Comincia a supplicarmi ma è tutto inutile, proprio come sono inutili le mie motivazioni. Infatti non mi ascolta e continua a chiedermi di far qualcosa. Sono costretto a cacciarlo.
Il mio corpo, atomo dopo atomo e molecola dopo molecola, si distacca dal letto rompendo quel tutt'uno che insieme avevano formato. I suoni emessi da questa divisione sono freddi e scostanti, ma una volta che alzatomi attorno a me cala il più totale silenzio. Anche l'inconcludente si annichilisce.

"Non posso aiutarti. Per oggi ne ho abbastanza, e adesso vai via!"

Una luce esce balbettante da lui e l'aria si fa magnetica e priva di equilibrio e mentre il pavimento della stanza sembra sprofondare, lui scompare. Ora qualcosa sembra provenire dal corridoio. Sprazzi di suoni maleodoranti, luci insipide e soprattutto decine, o forse centinaia, di voci mi percuotono in tutto il mio essere. Curioso e confuso mi dirigo verso la porta e la apro nervosamente.
Una fila lunghissima di entità, persone, animali, meteore (si, meteore) e personaggi si dispiega lungo il corridoio di casa fino a tre o quattro stanze addietro.

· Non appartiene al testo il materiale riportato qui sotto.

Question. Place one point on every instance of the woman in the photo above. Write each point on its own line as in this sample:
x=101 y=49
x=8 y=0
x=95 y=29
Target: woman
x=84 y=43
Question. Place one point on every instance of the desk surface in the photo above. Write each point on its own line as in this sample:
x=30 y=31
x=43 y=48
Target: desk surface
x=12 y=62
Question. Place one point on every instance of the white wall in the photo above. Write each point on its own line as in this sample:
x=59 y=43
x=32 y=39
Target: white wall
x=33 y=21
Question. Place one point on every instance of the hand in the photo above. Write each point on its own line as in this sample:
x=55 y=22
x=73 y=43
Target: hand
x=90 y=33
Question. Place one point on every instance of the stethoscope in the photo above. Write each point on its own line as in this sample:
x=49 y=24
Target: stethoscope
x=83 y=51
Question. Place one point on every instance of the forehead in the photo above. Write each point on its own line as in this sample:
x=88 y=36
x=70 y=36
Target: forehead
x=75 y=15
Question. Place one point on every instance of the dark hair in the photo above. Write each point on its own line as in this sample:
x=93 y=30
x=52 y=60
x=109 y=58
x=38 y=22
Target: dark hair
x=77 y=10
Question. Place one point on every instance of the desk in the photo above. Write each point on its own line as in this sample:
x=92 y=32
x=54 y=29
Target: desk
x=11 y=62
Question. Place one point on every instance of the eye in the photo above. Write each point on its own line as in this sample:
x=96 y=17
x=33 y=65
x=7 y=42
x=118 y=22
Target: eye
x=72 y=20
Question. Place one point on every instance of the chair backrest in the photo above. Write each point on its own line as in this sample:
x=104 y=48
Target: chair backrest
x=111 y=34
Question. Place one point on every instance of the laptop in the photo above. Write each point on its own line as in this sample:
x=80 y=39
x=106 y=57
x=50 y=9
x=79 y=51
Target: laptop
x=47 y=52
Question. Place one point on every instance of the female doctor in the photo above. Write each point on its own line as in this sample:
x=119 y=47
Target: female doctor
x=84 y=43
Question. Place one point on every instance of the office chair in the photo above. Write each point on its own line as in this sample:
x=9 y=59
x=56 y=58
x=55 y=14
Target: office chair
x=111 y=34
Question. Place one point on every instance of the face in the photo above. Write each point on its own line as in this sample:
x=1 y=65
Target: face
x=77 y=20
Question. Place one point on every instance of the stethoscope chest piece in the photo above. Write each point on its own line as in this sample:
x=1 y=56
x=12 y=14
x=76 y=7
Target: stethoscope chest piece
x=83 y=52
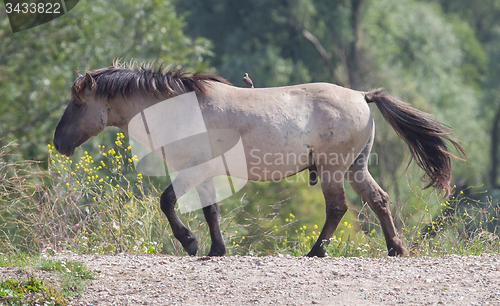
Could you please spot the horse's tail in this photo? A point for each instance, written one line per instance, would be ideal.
(424, 136)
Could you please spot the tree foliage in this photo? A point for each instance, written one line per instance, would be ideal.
(37, 66)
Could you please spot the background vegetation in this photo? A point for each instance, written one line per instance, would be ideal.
(439, 55)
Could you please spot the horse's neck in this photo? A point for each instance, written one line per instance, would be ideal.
(124, 109)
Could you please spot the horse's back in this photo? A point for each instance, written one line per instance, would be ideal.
(278, 123)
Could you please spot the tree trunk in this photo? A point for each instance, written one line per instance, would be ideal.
(352, 56)
(494, 150)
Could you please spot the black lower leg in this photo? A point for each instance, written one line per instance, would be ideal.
(212, 216)
(185, 237)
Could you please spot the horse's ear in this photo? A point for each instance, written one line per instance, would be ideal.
(90, 80)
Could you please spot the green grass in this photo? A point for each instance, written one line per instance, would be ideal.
(100, 205)
(31, 290)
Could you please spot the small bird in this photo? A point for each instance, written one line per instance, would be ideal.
(247, 80)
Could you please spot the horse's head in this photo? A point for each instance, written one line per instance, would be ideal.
(85, 116)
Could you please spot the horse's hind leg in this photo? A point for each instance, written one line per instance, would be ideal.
(184, 235)
(363, 183)
(336, 207)
(206, 192)
(185, 181)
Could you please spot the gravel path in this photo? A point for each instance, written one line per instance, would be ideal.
(286, 280)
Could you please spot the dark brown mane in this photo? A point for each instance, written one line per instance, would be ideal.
(115, 80)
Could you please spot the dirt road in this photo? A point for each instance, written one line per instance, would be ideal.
(285, 280)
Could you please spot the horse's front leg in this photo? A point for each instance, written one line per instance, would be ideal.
(206, 192)
(186, 238)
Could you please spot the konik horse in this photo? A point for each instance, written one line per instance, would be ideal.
(319, 118)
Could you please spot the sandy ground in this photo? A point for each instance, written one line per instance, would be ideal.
(286, 280)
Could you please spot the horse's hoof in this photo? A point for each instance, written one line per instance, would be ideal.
(191, 246)
(317, 251)
(217, 251)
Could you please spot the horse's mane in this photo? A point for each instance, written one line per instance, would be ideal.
(127, 81)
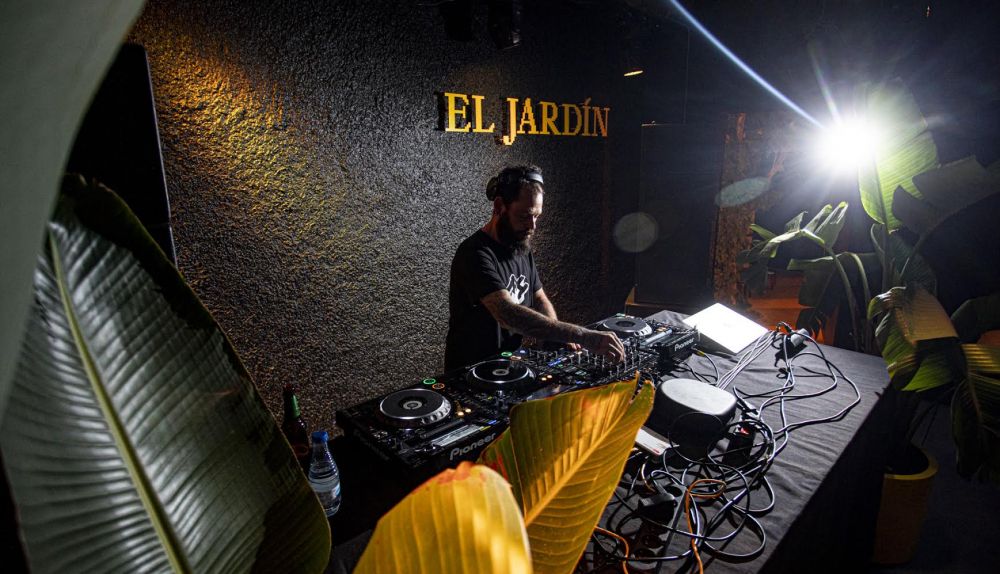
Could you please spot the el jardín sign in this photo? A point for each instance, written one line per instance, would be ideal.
(465, 113)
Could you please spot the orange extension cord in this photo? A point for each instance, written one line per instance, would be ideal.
(688, 495)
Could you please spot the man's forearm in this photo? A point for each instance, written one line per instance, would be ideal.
(534, 324)
(544, 306)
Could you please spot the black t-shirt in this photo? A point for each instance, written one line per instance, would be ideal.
(480, 267)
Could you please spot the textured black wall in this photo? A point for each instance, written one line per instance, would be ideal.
(316, 203)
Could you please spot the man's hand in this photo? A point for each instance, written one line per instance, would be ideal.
(604, 343)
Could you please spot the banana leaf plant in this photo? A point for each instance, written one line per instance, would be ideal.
(134, 439)
(828, 280)
(924, 351)
(560, 461)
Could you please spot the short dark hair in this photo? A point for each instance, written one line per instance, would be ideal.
(507, 184)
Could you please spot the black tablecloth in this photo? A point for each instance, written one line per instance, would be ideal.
(826, 482)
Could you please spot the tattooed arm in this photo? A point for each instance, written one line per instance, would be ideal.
(530, 322)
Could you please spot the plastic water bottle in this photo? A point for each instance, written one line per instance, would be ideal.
(324, 477)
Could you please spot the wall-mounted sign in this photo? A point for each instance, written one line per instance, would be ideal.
(465, 113)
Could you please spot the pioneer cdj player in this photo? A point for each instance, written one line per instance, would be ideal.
(439, 421)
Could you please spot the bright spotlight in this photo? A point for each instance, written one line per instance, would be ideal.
(847, 145)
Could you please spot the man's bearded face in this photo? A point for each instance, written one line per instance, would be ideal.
(519, 219)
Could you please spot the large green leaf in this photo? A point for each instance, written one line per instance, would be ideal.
(902, 255)
(944, 191)
(462, 520)
(53, 55)
(918, 342)
(135, 441)
(822, 229)
(906, 149)
(563, 457)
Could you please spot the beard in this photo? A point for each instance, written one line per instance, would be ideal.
(518, 241)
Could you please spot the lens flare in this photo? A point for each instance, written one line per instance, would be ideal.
(847, 145)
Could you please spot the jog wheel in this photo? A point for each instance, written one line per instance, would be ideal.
(625, 326)
(414, 408)
(501, 375)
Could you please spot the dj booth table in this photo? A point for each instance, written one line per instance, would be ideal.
(826, 482)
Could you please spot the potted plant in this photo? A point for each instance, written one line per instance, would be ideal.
(934, 247)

Tutti loro gridano a gran voce di voler essere ascoltati, di voler vivere e che è mio compito aiutarli. Quasi mi colpevolizzano per le loro condizioni o mi accusano per non averli resi inchiostro. È impossibile anche solo provare a dialogare con loro, e altrettanto impossibile è dividerli e affrontarli uno alla volta. Sono troppi.

"FANCULO! Fanculo a tutti! Andate via, non avete nulla da fare qua! Sono stanco e impegnato e non ho tempo da perdere con voi! FANCULO!"

Nel mentre che mi sgolo per cacciarli via tutti, sento un lieve calore accarezzarmi la schiena fino alla nuca. Mi giro a guardare: sono le prime luci dell'alba. Torno a guardare il corridoio ma ormai è vuoto, e al mio fianco c'è solo Mr. Fantasia.

"È l'alba sir."

"Ho visto. Sono rimasto tutta la notte sveglio. Cazzo."

"È stata una nottata interessante o fruttuosa?"

"Spero ti venga un tumore."

"Probabilmente verrebbe pure lei."

"Allora cerca di non fartelo venire."

"Non ha ancora risposto alla mia domanda."

"Sta' zitto, e fammi dormire. Sono davvero stanco."

Ora lui disappare, e io voglio solo dormire.